乔瑁拍了拍张子羽的肩膀,不由感慨道。
“贤侄啊,不想你身负如此重大机密,这等胆识与见识,不愧是袁本初之子。
看来袁家为了大汉的中兴,着实是下了苦功夫啊。”
张子羽微微一笑,谦虚道。
“伯父过奖了,我袁家世代受大汉皇恩,自当为朝廷分忧解难。
只是如今局势复杂,这头颅和账本之事还需尽快送至洛阳,稍有不慎,便会引发轩然大波。”

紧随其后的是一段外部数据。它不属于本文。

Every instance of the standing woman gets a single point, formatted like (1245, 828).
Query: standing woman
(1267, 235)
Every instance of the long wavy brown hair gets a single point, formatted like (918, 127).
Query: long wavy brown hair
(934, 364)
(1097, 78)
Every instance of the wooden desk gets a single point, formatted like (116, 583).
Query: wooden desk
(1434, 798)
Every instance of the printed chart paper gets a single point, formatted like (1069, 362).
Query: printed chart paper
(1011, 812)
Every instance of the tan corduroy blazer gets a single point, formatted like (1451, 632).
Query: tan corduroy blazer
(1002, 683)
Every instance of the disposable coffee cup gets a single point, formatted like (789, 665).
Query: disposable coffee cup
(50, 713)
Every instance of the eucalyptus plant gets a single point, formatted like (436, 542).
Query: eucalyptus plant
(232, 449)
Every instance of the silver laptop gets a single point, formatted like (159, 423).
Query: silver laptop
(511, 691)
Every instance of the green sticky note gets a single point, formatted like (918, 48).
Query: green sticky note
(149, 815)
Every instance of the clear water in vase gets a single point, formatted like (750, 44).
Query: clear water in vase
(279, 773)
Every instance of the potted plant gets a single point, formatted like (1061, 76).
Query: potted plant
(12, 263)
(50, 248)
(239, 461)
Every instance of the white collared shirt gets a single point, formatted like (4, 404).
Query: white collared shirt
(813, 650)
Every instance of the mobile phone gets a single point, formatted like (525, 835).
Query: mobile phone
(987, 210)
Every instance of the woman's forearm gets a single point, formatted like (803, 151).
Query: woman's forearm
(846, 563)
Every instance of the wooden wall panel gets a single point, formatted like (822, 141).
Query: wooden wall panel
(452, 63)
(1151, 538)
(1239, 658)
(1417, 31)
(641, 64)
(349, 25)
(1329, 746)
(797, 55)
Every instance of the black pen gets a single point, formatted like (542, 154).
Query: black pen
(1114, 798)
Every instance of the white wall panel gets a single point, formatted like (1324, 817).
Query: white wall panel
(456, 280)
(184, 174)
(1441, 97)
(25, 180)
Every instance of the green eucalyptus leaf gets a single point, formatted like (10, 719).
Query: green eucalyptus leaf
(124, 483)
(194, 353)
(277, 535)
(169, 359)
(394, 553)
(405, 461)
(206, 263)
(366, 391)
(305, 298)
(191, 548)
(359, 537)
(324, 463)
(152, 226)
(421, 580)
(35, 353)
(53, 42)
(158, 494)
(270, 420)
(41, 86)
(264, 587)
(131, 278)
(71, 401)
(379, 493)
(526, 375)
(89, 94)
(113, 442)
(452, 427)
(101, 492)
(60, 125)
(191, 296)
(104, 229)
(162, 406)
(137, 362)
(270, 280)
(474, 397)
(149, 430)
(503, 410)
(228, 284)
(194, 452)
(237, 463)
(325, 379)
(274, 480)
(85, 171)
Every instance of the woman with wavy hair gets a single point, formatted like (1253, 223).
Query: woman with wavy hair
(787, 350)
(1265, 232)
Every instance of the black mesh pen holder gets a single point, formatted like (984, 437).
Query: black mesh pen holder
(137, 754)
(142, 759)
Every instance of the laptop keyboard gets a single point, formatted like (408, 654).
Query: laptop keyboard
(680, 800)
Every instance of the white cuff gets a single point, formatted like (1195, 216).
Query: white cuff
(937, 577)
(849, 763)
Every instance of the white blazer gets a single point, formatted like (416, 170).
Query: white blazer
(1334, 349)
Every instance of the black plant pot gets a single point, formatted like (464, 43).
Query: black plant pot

乔瑁眉头紧皱,再次来回踱步,时不时打量张子羽一眼,心中思绪万千。
张角之死,本就震动天下,若这消息属实。
眼前这少年手中握着的,可不仅仅是一颗首级,而是一张通往无上荣耀与权力的入场券。
还有那卷可定千万人生死的账本,若是能为自己所用。
那自己在这乱世之中,必将一飞冲天,成为举足轻重的人物。
这么想着,乔瑁心中不禁泛起了贪念。
他停下脚步,眼中闪过一丝不易察觉的狠厉,盯着张子羽说道。
“贤侄啊,这等机密之事,落在你这少年人手中,怕是多有不妥。
你年纪尚轻,未必能妥善处理,不如交由伯父保管,我派精兵护送,当面呈于陛下如何?”
张子羽心里冷笑一声,早料到乔瑁可能会起贪心,没想到还真的上当了。
他脸上却依旧镇定自若,微微一笑道。
“伯父,侄儿明白您的好意,只是这账本已然不在我手中了。”
乔瑁一愣,不由焦急地追问道。
“不在你手中?那在哪里?”
张子羽不慌不忙地说道。
“侄儿深知这账本干系重大,一刻也不敢耽搁。
在来见伯父之前,便已安排文丑将军,从别处秘密护送账本前往洛阳,呈交至大将军。
想来此刻,文丑将军应该已经到了河内郡。”
乔瑁脸色一变,眼中闪过一丝懊恼与不甘。
他本以为张子羽只是个年少轻狂的毛头小子,能轻易将账本骗到手,没想到这少年竟如此心思缜密。